In North Carolina, natural gas local distribution companies (LDCs) can recover the infeasible portion of a line extension through its rates for line extensions to companies that will invest at least $200 million in improvements and employ at least 1,500 employees. For an LDC to recover the infeasible portion of natural gas infrastructure to eligible projects in rates through an annual rider, it must first get approval from the Department of Commerce.

The Department of Commerce must first determine that the natural gas infrastructure is for an eligible project, and no more than three eligible projects are authorized. To be eligible, a project must meet all of the following conditions:

  • The project will provide opportunities for natural gas usage, jobs and other economic development benefits.
  • The business has invested or intends to invest at least $200 million in private funds for real
    and personal property.
  • The business will employ or intends to employ at least 1,500 full time employees

The business must also meet a wage standard of 110% of the average wage in the county where the project is located, the business must pay at least 50% of the premiums for health insurance coverage for its employees, must not have any safety and health program violations, and must not have a
disqualifying environmental event as determined by the Department of Environmental Quality.

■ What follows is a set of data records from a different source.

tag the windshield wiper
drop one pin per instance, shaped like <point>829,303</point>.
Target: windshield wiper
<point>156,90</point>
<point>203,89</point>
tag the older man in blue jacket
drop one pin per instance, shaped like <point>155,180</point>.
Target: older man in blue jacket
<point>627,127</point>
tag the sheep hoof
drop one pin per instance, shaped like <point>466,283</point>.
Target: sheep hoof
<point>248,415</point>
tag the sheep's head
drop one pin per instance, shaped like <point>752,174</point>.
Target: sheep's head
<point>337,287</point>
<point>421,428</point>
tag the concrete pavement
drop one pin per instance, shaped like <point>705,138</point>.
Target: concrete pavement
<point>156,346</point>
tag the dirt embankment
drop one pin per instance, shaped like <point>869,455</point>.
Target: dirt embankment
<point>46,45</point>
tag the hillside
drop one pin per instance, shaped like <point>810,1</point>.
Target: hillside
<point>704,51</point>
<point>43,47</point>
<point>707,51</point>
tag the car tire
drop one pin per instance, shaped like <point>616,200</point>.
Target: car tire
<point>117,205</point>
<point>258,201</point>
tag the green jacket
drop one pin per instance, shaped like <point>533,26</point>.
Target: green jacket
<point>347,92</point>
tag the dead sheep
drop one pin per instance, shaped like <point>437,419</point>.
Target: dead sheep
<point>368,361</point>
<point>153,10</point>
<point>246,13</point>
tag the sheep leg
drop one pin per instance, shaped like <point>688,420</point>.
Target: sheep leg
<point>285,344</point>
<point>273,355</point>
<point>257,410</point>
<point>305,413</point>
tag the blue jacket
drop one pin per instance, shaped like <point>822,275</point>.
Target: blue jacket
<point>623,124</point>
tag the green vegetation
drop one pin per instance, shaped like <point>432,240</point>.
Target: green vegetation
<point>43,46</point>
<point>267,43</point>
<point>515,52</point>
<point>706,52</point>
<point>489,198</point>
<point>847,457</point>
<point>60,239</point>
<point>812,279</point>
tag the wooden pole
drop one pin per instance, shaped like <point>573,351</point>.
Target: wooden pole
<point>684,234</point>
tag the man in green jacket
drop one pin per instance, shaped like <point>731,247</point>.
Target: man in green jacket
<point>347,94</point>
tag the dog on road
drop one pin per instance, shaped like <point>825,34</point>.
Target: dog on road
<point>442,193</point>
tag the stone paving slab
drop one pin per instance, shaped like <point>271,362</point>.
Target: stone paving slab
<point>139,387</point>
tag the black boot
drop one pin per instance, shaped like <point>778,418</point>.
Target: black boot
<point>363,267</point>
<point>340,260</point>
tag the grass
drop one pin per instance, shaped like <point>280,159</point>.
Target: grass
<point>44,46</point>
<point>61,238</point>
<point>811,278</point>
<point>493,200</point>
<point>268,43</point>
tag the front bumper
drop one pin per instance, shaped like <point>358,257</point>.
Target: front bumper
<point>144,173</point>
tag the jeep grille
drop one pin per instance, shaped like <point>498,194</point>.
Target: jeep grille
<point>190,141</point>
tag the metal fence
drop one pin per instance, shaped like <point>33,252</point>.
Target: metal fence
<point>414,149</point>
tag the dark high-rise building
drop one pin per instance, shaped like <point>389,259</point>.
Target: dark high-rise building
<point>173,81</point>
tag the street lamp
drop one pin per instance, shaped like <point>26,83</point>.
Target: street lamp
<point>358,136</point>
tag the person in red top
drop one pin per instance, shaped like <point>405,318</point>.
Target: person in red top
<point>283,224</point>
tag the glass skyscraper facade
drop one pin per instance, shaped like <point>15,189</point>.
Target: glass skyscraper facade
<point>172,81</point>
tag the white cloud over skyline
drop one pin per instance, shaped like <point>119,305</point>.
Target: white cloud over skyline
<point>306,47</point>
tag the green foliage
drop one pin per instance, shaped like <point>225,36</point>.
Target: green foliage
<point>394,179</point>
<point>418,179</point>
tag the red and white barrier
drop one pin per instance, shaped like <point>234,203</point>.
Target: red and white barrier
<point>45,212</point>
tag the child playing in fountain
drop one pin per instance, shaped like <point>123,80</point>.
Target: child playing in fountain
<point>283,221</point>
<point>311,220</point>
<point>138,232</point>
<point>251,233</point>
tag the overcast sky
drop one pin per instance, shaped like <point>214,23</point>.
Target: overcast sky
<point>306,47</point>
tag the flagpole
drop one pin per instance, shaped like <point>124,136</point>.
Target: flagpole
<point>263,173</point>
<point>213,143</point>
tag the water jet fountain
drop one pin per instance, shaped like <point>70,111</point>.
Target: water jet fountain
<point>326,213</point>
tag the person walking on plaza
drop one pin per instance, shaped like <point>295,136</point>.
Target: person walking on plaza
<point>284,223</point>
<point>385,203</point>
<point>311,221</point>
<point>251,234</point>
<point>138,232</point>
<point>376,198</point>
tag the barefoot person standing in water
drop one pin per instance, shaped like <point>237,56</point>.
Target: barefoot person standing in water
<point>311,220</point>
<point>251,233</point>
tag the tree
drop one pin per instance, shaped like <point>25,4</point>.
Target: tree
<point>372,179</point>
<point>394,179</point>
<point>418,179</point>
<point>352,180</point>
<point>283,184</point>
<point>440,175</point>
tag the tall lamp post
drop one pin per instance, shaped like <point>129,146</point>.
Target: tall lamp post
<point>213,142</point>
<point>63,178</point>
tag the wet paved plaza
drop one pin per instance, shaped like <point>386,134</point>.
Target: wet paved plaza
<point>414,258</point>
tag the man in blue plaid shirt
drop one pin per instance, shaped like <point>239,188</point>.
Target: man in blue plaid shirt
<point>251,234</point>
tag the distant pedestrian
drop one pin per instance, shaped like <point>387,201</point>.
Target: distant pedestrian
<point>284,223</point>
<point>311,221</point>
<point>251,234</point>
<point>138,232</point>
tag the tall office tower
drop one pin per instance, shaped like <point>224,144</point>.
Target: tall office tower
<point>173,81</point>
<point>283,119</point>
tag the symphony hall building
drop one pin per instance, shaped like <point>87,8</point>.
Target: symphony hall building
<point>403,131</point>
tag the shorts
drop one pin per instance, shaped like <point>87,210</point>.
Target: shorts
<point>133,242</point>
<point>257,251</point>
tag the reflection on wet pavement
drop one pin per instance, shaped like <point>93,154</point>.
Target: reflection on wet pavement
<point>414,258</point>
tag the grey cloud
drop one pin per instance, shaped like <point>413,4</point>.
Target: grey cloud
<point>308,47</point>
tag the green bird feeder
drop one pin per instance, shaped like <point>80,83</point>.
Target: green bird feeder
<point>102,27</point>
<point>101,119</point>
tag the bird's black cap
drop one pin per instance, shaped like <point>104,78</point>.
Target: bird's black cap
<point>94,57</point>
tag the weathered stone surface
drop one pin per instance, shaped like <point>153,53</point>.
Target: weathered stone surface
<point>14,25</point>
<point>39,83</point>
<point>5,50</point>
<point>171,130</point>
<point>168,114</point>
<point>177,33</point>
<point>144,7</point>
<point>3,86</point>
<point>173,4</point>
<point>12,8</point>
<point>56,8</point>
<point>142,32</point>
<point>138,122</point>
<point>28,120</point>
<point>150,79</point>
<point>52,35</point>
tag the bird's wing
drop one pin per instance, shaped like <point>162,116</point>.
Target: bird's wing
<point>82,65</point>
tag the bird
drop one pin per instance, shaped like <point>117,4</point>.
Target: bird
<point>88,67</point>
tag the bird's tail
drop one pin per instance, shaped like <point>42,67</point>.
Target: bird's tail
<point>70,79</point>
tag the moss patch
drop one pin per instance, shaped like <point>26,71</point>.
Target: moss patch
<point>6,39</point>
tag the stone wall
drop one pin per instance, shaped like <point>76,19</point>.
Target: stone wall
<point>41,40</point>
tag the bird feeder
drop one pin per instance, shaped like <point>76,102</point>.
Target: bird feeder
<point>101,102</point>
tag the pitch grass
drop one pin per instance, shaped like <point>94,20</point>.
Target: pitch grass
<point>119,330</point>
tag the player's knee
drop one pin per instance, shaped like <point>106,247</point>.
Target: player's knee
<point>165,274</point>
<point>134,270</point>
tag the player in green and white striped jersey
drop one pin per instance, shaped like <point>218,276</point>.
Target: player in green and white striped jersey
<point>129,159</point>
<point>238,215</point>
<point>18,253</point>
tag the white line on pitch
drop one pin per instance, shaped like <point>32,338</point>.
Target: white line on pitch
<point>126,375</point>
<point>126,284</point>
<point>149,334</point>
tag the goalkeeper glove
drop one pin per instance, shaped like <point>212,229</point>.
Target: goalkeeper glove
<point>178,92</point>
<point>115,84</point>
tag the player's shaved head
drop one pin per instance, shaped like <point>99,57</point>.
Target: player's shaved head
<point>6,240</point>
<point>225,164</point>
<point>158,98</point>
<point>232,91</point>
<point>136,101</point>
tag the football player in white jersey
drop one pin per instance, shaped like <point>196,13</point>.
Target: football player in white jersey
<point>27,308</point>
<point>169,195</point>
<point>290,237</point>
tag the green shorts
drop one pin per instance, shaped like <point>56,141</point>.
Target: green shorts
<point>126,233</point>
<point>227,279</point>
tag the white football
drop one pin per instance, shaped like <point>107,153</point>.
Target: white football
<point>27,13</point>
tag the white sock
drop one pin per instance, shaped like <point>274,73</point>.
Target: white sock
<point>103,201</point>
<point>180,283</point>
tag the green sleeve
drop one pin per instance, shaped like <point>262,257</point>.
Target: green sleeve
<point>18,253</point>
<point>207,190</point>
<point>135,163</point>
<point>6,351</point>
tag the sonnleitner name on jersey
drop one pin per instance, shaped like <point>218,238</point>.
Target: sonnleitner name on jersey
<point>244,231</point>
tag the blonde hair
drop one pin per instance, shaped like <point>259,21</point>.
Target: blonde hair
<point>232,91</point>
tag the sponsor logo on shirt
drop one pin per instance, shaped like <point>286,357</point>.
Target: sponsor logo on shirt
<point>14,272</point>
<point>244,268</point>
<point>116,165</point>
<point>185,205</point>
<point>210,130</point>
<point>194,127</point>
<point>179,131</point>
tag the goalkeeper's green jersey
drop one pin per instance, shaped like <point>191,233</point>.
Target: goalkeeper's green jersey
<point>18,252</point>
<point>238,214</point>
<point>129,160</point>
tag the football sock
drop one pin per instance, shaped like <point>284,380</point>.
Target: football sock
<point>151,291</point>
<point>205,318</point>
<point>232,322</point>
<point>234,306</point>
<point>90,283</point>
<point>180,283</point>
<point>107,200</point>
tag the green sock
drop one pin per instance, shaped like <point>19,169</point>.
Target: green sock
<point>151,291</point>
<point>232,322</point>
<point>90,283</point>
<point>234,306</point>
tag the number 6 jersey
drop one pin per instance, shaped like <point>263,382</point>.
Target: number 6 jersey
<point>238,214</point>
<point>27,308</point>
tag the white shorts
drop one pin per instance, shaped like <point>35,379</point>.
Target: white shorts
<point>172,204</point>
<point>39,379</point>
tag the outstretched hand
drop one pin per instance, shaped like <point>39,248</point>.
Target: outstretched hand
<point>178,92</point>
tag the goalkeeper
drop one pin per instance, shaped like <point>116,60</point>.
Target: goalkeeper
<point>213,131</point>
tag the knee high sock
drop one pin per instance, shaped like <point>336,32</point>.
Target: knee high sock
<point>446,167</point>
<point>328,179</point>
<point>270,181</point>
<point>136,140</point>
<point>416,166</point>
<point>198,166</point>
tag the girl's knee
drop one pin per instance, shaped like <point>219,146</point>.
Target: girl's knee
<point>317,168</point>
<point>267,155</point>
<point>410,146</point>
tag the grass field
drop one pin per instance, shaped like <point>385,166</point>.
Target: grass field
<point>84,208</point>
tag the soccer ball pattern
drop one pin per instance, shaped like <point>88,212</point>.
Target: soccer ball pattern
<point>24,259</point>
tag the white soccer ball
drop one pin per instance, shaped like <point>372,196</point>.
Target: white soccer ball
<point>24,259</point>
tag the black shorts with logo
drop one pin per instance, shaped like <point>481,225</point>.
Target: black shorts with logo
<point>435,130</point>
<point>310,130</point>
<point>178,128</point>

Utilities Commission: Costs for natural gas infrastructure may be recovered in a rider by a LDC for infrastructure related to projects approved by the Department of Commerce, if the Commission determines the project meets all of the following conditions:

  • The project is located in an area where the natural gas infrastructure for the project is not
    economically feasible.
  • The developer of the project, the prospective customer, or the occupant of the project
    provides a binding commitment that the project will use the natural gas service for at least 10
    years.
  • The projected margin generated by the eligible project will not cover the cost of the natural
    gas infrastructure.

Once approved, the economically infeasible costs of the infrastructure will be recovered in a rider. The costs recovered in the rider will include the costs normally recovered for infrastructure, including the planning and development costs, construction costs, financing costs, depreciation, and property taxes.

The Commission is directed to adopt rules to implement the rider mechanism. The rider may be allowed on an annual or semiannual basis, and will be subject to periodic reconciliation. The rider will terminate when the costs are fully recovered, or with the LDC’s next general rate case, whichever occurs first. A LDC may not invest more than $25 million a year in infrastructure development costs, and the amount recovered in the rider may not exceed 5% of the margin revenues approved in the last rate case of the LDC. The total amount of infrastructure costs that can be recovered by all LDC’s in the state is limited to $75 million. This incentive expires July 1, 2026.

The Economic Development Partnership of North Carolina does not award or administer this incentive. All economic development incentives are awarded and administered by the North Carolina Department of Commerce in partnership with the Utilities Commission.